Quedan lejanos los tiempos en que Locke establecía como funciones del Estado sólo la protección del ciudadano (libertad, seguridad, propiedad) y la impartición de justicia. Todo lo demás quedaba en el ámbito privado. Era necesario hacer este Estado neutral desde el punto de vista moral y religioso después de la dolorosa ruptura de la Cristiandad y de las guerras religiosas que asolaron Europa. Este primigenio Estado liberal, que tiene su primera manifestación en Inglaterra, en la Gloriosa de 1688, se fundamenta en esta idea de la tolerancia y la neutralidad moral y supone el primer germen del Estado democrático moderno. Sin embargo, el sentido de la historia en los países occidentales ha sido otro: ir aumentado este primer ámbito reducido hasta extenderlo a un tamaño que algunos pueden considerar megalómano. El Estado se convierte en una enorme máquina que está presente en todos los aspectos de la vida de los ciudadanos. La mayoría de la gente (el estatismo, que en España está extendido igualmente en la derecha como en la izquierda) no ve en este fenómeno una amenaza, sino una garantía. Se ve bien, por ejemplo, que el Estado sirva de contrapeso a las desigualdades «naturales» de la sociedad, repartiendo las riquezas, o que se inmiscuya en los hábitos alimenticios o de ocio. Hay una minoría (los que siguen las viejas ideas liberales) que contemplan esta capacidad extensiva como una amenaza a la que hay que poner coto. Esta es la cuestión de fondo: ¿Puede el Estado seguir invadiéndolo todo como una hidra de mil cabeza? ¿Puede, incluso, invadir el terreno moral y convertirse en dispensador de pautas éticas, es decir, en «educador» en el sentido radical del término? Todas estas cavilaciones vienen, como habrá supuesto el lector, a cuento de la famosa Educación para la Ciudadanía (por cierto, me gusta más la palabra civismo) y de la oposición de lo obispos a esta nueva materia escolar.
Los obispos no protestan por el contenido de esta asignatura, que por otro lado, dependerán en una gran parte del centro, del profesor, de diversas circunstancias. Los obispos, algunos católicos y también algunos no católicos piensan que esta función moralizadora no compete al Estado, sino al ámbito privado: sobre todo familia, pero también el ambiente de los amigos, los órganos intermedios, iglesias, realidades sociales todas anteriores al Estado y cuyo espacio de actuación ha de ser respetado.

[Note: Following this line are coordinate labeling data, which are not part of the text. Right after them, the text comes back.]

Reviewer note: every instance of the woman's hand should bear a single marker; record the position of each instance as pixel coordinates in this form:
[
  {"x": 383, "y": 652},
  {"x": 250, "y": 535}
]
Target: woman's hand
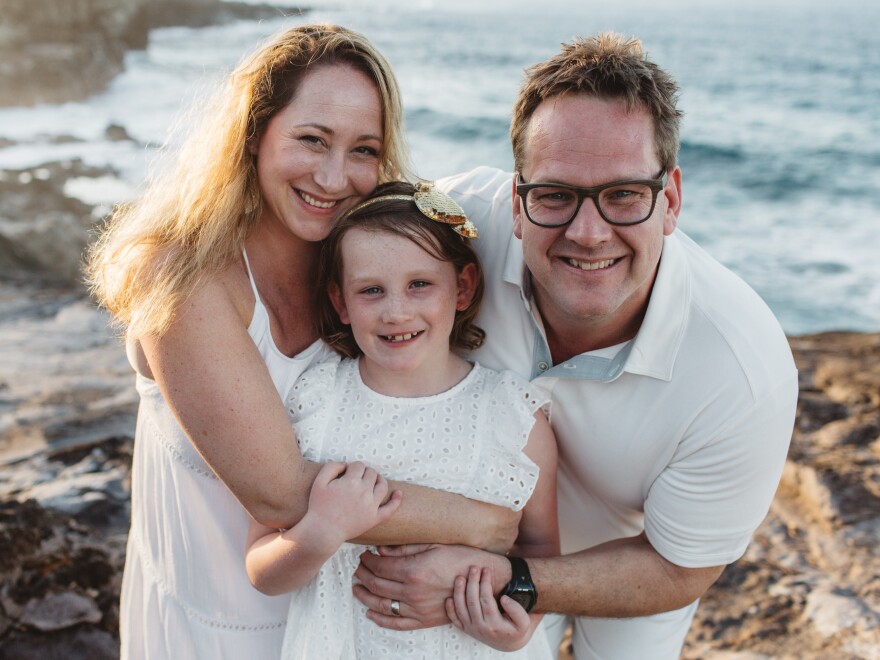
[
  {"x": 421, "y": 579},
  {"x": 347, "y": 500}
]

Hay otra cuestión no tan teórica y que entra en terreno de la sospecha. Muchos temen —no sin fundamento— que ese elenco de valores, supuestamente indiscutibles y consensuados, sea algo parecido a la «visión del mundo» que transmiten, por ejemplo, las prédicas periodísticas de Iñaki Gabilondo o Sardá, el cine de Almodóvar, el discurso intelectual (?) de Ramoncín o Rosa RegÁ s o las ideas económicas de Ignacio Ramonet. Es decir, la izquierda postmoderna, ya no marxista ni rompedora con el capitalismo, sino moralizante y directora de los usos y costumbres. Izquierda cuyas ideas pueden resultar respetables, pero que distan de ser, como algunos parecen pretender, un conjunto de valores sin discusión posible, una especie de Declaración Universal de los Derechos Humanos.
Y lo más curioso de todo este asunto es que sean los obispos católicos los que defiendan, casi en solitario en España, la idea liberal de la sociedad civil y la autonomía ciudadana; que defiendan un ámbito propio e irreductible de lo privado. El Cristianismo, ¡qué vueltas da la historia!, se alía con quien tantos encuentros y desencuentros ha tenido: el Liberalismo.